YouTube Transcription #73 Jimmy Fallon
Jimmy Fallon, US talk show host, impersonates Donald Trump.
Clinton: Hello. Who’s this?
Trump (Fallon): Congratulations, you’re speaking to Donald Trump.
C: Oh, hello Donald.
T: How are you, Hillary? I haven’t seen you since my last wedding.
C: Well, I’m sure I’ll see you at the next one.
T: Anyway, I’ve just finished the GOP debate. As usual, I was fantastic. Everyone loved me. Now look, I know you’re about to go for your interview with Jimmy Fallon, but he’s a total lightweight, so I’m going to do him a favour and interview you instead.
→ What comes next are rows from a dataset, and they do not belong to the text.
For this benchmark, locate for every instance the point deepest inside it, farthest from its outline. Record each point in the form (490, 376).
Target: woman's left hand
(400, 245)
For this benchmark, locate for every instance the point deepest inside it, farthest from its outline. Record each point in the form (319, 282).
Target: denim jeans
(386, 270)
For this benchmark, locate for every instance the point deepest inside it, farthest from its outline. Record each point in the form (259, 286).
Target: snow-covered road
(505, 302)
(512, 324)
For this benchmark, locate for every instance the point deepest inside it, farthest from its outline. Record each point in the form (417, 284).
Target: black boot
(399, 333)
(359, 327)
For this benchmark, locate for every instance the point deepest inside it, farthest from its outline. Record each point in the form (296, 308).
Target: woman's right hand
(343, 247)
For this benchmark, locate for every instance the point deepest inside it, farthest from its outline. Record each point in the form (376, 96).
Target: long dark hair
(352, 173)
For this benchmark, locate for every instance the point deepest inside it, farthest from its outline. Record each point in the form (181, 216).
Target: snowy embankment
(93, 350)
C: That’s great. You know how much I love being interviewed, as long as you don’t start talking over me when I’m trying to make a point…
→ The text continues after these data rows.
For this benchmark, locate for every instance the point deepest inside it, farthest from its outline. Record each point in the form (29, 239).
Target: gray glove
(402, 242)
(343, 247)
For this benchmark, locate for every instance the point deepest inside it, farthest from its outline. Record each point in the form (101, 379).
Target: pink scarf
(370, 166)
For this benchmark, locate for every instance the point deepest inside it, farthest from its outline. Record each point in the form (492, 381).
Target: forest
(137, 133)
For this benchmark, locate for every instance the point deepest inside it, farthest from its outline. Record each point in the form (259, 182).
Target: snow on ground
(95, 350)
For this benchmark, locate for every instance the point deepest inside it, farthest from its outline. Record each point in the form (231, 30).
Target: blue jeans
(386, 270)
T: Yeah, question 1 – You recently said, quote, Mr. trump insults and dismisses women, but tell me – what would you do to help women in this country?
C: You know, Donald, I’ve spent my entire career fighting for women’s rights. I’ll push for equal pay in the workplace, for protecting women’s health and reproductive rights, for making quality affordable childcare a reality for families. That’s what I believe in, that’s what I’m fighting for. You know, I’m really curious Donald, erm, what is your stance on women’s issues?
T: Look, I know a lot of women, and they all have issues. Next question – How do you plan to get your message across to the American people?
C: Well, look, Donald. It’s a long campaign and I’m travelling across our great nation, I’m listening to people’s stories, I’m confident Americans will see I will deliver for them, that they can count on me for them and their families.
T: See? You sound like a robot! Bleep, blop, bleep, blop, does not compute. You want to win? Here’s what you gotta do… first: yell. I yell all the time. In fact, this phone isn’t even plugged in; I just yell. And you’re hearing me, ok? Next: Pick three things everyone loves and say you hate them. Watch… Puppies – stupid, rainbows – total losers, fall foliage – tree puberty. Are you writing all this down?
C: Hold on, let me grab my pen. Ok Donald, I got it.
T: Next question: Immigration. Wall or giant wall?
C: You know, come on Donald! America was built by people who came here. They worked their hearts out for a better life and that’s what many immigrants are doing today, their dream is to become American citizens. You know, you’re trying to stop them. I mean, do you have any idea what it’s like to work so hard for something, to be so close to getting it, that someone pops out of nowhere and tries to take it all away?
T: Are you talking about Bernie Sanders? I hate to say this, but I think he’s losing his hair. I hate to say it. He’s a great guy, fantastic. I hate to say it.
C: At least he doesn’t have just one strand that he twirls over his head like a soft serve at Dairy Queen.
T: Toupee… I mean touché. Anyway, you’re welcome for this interview, I just really helped your campaign. Your poll number’s going to be fantastic. They’re gonna be big.
C: Don’t you mean they’re gonna be “huge”?
T: That’s right, they’re gonna be huuuuuge! Cue the music.
lightweight – meaning not powerful, originally a boxing category
have issues – have complaints, have problems
our great nation – the US politician’s way of saying USA
pops out of nowhere – appears suddenly, unexpectedly
I hate to say this, but – said before reluctantly giving bad but important news, but Trump says this before saying something insulting that he actually does not have to say
touché – an acknowledgement of losing a point to an opponent, from fencing, literally meaning ‘touch’ in French.